Diese kleine erheiternde Reminiszenz ist so recht geeignet, uns in die Zeit vor 50 Jahren zurückzuversetzen. Es gab damals, wie gesagt, auch auf dem Festlande noch nicht viele Autos, es gab keine Kinos, keine Flugzeuge und kein Radio. Die erstaunliche Entwicklung der Technik durch Elektrizität und Explosionsmotor, deren nicht immer erfreuliche Auswirkungen wir heute tagtäglich in ständig zunehmendem Ausmaße zu spüren bekommen, machte sich erst in den Anfängen bemerkbar.
Das leben vor 50 Jahren bewegte sich im friedlichen größeren Deutschland seit Jahrzehnten in ruhigen und gemütlichen Bahnen, während es in der übrigen Welt oft kriegerisch genug zuging. In die Zeit vor 50 Jahren fielen die satten Jahre bis 1914, in denen das deutsche Volksvermögen anfänglich um fünf, später bis zu zehn Milliarden Mark jährlich anwuchs. Dem deutschen Volk, namentlich dem Mittelstand, ging es gut. Und es war der Mittelstand, der in von Jahr zu Jahr steigender Zahl das Gros der Norderneyer Badegäste stellte.

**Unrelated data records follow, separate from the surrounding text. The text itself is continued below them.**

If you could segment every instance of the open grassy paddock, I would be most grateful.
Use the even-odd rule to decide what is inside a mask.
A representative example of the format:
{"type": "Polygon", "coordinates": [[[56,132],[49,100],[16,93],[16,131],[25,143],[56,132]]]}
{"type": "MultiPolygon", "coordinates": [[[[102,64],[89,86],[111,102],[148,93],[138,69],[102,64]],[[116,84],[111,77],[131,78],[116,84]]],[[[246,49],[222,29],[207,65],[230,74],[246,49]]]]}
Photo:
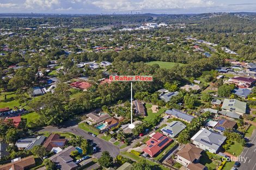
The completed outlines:
{"type": "Polygon", "coordinates": [[[178,62],[166,62],[166,61],[151,61],[147,62],[146,64],[152,66],[153,64],[157,64],[161,68],[170,69],[173,68],[175,64],[179,64],[180,66],[184,66],[185,64],[178,62]]]}

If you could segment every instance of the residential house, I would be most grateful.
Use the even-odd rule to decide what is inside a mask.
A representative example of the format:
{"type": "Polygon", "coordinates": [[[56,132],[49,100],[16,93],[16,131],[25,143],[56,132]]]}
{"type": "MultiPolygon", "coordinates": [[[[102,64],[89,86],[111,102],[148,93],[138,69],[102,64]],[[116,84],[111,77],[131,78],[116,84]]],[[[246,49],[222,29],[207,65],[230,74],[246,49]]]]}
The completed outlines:
{"type": "Polygon", "coordinates": [[[176,155],[176,161],[189,170],[204,170],[207,168],[199,163],[203,150],[193,144],[188,143],[176,155]]]}
{"type": "Polygon", "coordinates": [[[51,156],[49,159],[57,164],[60,170],[74,170],[76,169],[77,165],[73,161],[73,159],[70,155],[71,152],[76,150],[74,147],[70,146],[51,156]]]}
{"type": "MultiPolygon", "coordinates": [[[[142,122],[141,121],[136,121],[132,122],[132,124],[133,124],[135,125],[135,127],[136,127],[136,124],[141,124],[141,123],[142,123],[142,122]]],[[[123,130],[123,131],[124,132],[124,133],[125,133],[125,134],[131,134],[131,133],[132,133],[132,129],[130,129],[129,128],[129,124],[130,124],[130,123],[127,123],[127,124],[121,125],[120,128],[121,128],[121,129],[123,130]]]]}
{"type": "Polygon", "coordinates": [[[132,101],[135,106],[135,115],[138,116],[146,116],[146,109],[144,104],[138,100],[132,101]]]}
{"type": "Polygon", "coordinates": [[[30,169],[35,165],[34,156],[31,155],[22,159],[18,158],[12,160],[10,163],[0,165],[0,170],[30,169]]]}
{"type": "Polygon", "coordinates": [[[235,77],[231,78],[228,80],[230,84],[235,84],[239,88],[248,88],[252,86],[256,81],[252,78],[246,78],[243,77],[235,77]]]}
{"type": "Polygon", "coordinates": [[[108,61],[102,61],[100,62],[100,65],[103,67],[107,67],[111,65],[111,62],[108,61]]]}
{"type": "Polygon", "coordinates": [[[178,118],[188,123],[191,122],[192,120],[194,118],[193,116],[176,109],[167,110],[166,111],[166,114],[172,117],[178,118]]]}
{"type": "Polygon", "coordinates": [[[22,138],[18,140],[15,145],[19,149],[30,150],[34,146],[41,145],[45,141],[45,138],[44,136],[22,138]]]}
{"type": "Polygon", "coordinates": [[[251,92],[252,91],[248,89],[236,89],[233,91],[235,95],[245,99],[247,98],[251,92]]]}
{"type": "Polygon", "coordinates": [[[46,93],[45,88],[35,88],[33,89],[32,96],[38,96],[44,95],[46,93]]]}
{"type": "Polygon", "coordinates": [[[118,125],[118,124],[123,120],[124,118],[122,116],[113,116],[110,118],[106,119],[105,121],[107,125],[107,128],[111,129],[118,125]]]}
{"type": "Polygon", "coordinates": [[[211,103],[215,106],[218,106],[221,105],[222,102],[221,100],[217,99],[213,99],[212,100],[211,100],[211,103]]]}
{"type": "Polygon", "coordinates": [[[15,117],[7,117],[4,119],[4,121],[7,122],[8,120],[12,120],[14,124],[14,126],[17,128],[19,125],[20,125],[20,123],[21,122],[21,116],[15,116],[15,117]]]}
{"type": "Polygon", "coordinates": [[[185,86],[180,87],[181,89],[185,90],[186,91],[190,91],[191,90],[195,90],[198,91],[201,87],[198,85],[191,84],[191,85],[185,85],[185,86]]]}
{"type": "Polygon", "coordinates": [[[65,138],[60,138],[60,135],[58,134],[51,134],[44,143],[44,147],[47,151],[59,147],[63,148],[68,141],[65,138]]]}
{"type": "Polygon", "coordinates": [[[87,114],[87,117],[94,123],[99,123],[111,117],[108,114],[102,112],[100,112],[99,114],[93,112],[87,114]]]}
{"type": "Polygon", "coordinates": [[[146,142],[147,147],[143,149],[143,152],[150,157],[154,157],[162,151],[173,140],[157,132],[151,136],[151,138],[146,142]]]}
{"type": "Polygon", "coordinates": [[[236,122],[225,119],[220,119],[218,121],[218,124],[214,128],[221,132],[223,132],[227,128],[236,129],[237,125],[236,122]]]}
{"type": "Polygon", "coordinates": [[[3,157],[9,155],[9,153],[6,150],[8,144],[5,143],[0,143],[0,159],[3,157]]]}
{"type": "Polygon", "coordinates": [[[243,115],[246,112],[246,103],[237,99],[224,99],[221,107],[222,110],[243,115]]]}
{"type": "Polygon", "coordinates": [[[153,114],[157,113],[159,111],[159,106],[156,105],[153,105],[151,109],[152,110],[152,112],[153,114]]]}
{"type": "Polygon", "coordinates": [[[125,162],[120,167],[117,169],[117,170],[131,170],[133,166],[130,163],[125,162]]]}
{"type": "Polygon", "coordinates": [[[162,128],[161,131],[164,135],[170,137],[175,137],[186,127],[186,125],[181,122],[173,121],[170,124],[162,128]]]}
{"type": "Polygon", "coordinates": [[[76,81],[70,84],[70,86],[74,88],[80,89],[84,91],[87,91],[89,88],[92,87],[92,85],[88,82],[76,81]]]}
{"type": "Polygon", "coordinates": [[[170,100],[172,97],[177,96],[178,95],[179,95],[179,92],[178,91],[175,92],[168,92],[161,95],[160,99],[163,100],[164,102],[168,102],[170,100]]]}
{"type": "Polygon", "coordinates": [[[163,95],[166,93],[168,92],[169,91],[168,90],[165,89],[162,89],[157,90],[157,92],[160,93],[159,96],[161,96],[162,95],[163,95]]]}
{"type": "Polygon", "coordinates": [[[197,147],[212,153],[218,152],[227,137],[202,128],[192,138],[191,142],[197,147]]]}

Norderney behauptete unbestritten den ersten Platz unter den 113 deutschen Seebädern, 25 Bädern an der Nordsee und 88 Ostseebädern. Es gab derzeit auch nur wenige Bäder auf dem Kontinent, die - nicht nur in Bezug auf die hygienischen Einrichtungen - mit Norderney konkurrieren konnten. Von den 112.202 Besuchern in den 25 deutschen Nordseebädern im Jahre 1903 entfielen 30.610 auf unsere Insel.
Norderney hatte vor 50 Jahren bei rund 4.000 ständigen Ortseinwohnern ebensoviel Betten für Kurgäste aufzuweisen, wie heute, das heißt, etwa 9.000. Schon im Jahre 1901 waren 8.467 zu gleicher Zeit auf der Insel anwesende Kurgäste gezählt worden. In den folgenden Jahren nahm mit der wachsenden Gästezahl die Zahl der Fremdenbetten weiter zu, so daß im Jahre 1913 über 12.000 Betten für Kurgäste zur Verfügung standen.
Das Bad wurde von einem guten zahlungsfähigen Publikum aus allen deutschen Volkskreisen und auch von vielen Ausländern besucht. In den Monaten Juli und August 1903 kamen 10 % der Gäste aus dem Auslande. Die durchschnittliche Aufenthaltsdauer der Gäste war vor 50 Jahren noch größer als heute. Für eine Badekur rechneten die alle Jahre wiederkehrenden zahlreichen Stammgäste, die stets wieder in den gleichen Häusern abstiegen, drei bis vier Wochen. Wer zum ersten Male nach Norderney kam, nahm für eine Nacht in einem Hotel oder im Bazar Quartier und suchte sich eine Wohnung in einem Logierhaus.